As you can see, I have all of the data I need for mimicking the above data stucture. But in a sightly obscure format ... I can go in a clean this up with Python, from a values_list() or iterator(), but I'd like to do most of the heavy lifting on the database layer via the ORM.

So I guess my question is, how could I replicate the kid of aggregation as shown in the JSON structure as an ORM query...?

FYI: It would likely be useful to know The full LogItem from models.py:

class LogItem(models.Model):
    ....

    id = models.AutoField(_('ID'), primary_key=True)

    session_id = models.TextField(_('Session ID'), default='')

    doubleclick_id = models.TextField(_('Doubleclick ID'), default='')

    event = models.DateTimeField(_('Event Recorded At'), default=now, blank=True)

    client_ip = models.CharField(_('Client IP'), max_length=15, null=True, blank=True)
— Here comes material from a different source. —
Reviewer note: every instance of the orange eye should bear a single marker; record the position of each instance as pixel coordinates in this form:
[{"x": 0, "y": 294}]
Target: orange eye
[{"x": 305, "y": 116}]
    session_cookie_id = models.CharField(_('Session Cookie ID'), max_length=120, null=True, blank=True)

    user_cookie_id = models.CharField(_('User Cookie ID'), max_length=120, null=True, blank=True)

    user_id = models.CharField(_('User ID'), max_length=100, null=True, blank=True)

    request_url = models.TextField(_('Request URL'), default='')

    identifier = models.CharField(_('Identifier'), max_length=120, null=True, blank=True)

    filename = models.TextField(_('Filename'), null=True)

    size = models.PositiveBigIntegerField(_('Size'), null=True)

    user_agent = models.TextField(_('User Agent'), default='')

    # Alpha-2 ISO 3166 Codes: [Reference: Country Codes Alpha-2 & Alpha-3](https://www.iban.com/country-codes)
    country = models.CharField(_('Country'), max_length=10, default='gb')

    hit_type = models.CharField(_('Hit Type'), max_length=60, null=True, blank=True)

    is_robot = models.BooleanField(_('Is Robot'), default=False)

    is_machine = models.BooleanField(_('Is Machine'), default=False)
1

There are 1 answers

0
George Messiha On

I think you can only do this in python and not QuerySet, as Queryset is a database "SELECT" representation, and as far as i know you can not include dictionary "country-counts" in your queryset rather than build the result Either in a custom model Serializer Method or in python code:

Serializer Example:

    class LogItemSerializer(serializers.ModelSerializer):
        country_counts = serializers.SerializerMethodField()

        class Meta:
            model = LogItem

        def get_country_counts(self, obj):
            # create the dic you want
            result = {
                  "au": 6,
                  "jp": 1,
                  "us": 13
                  }
            return result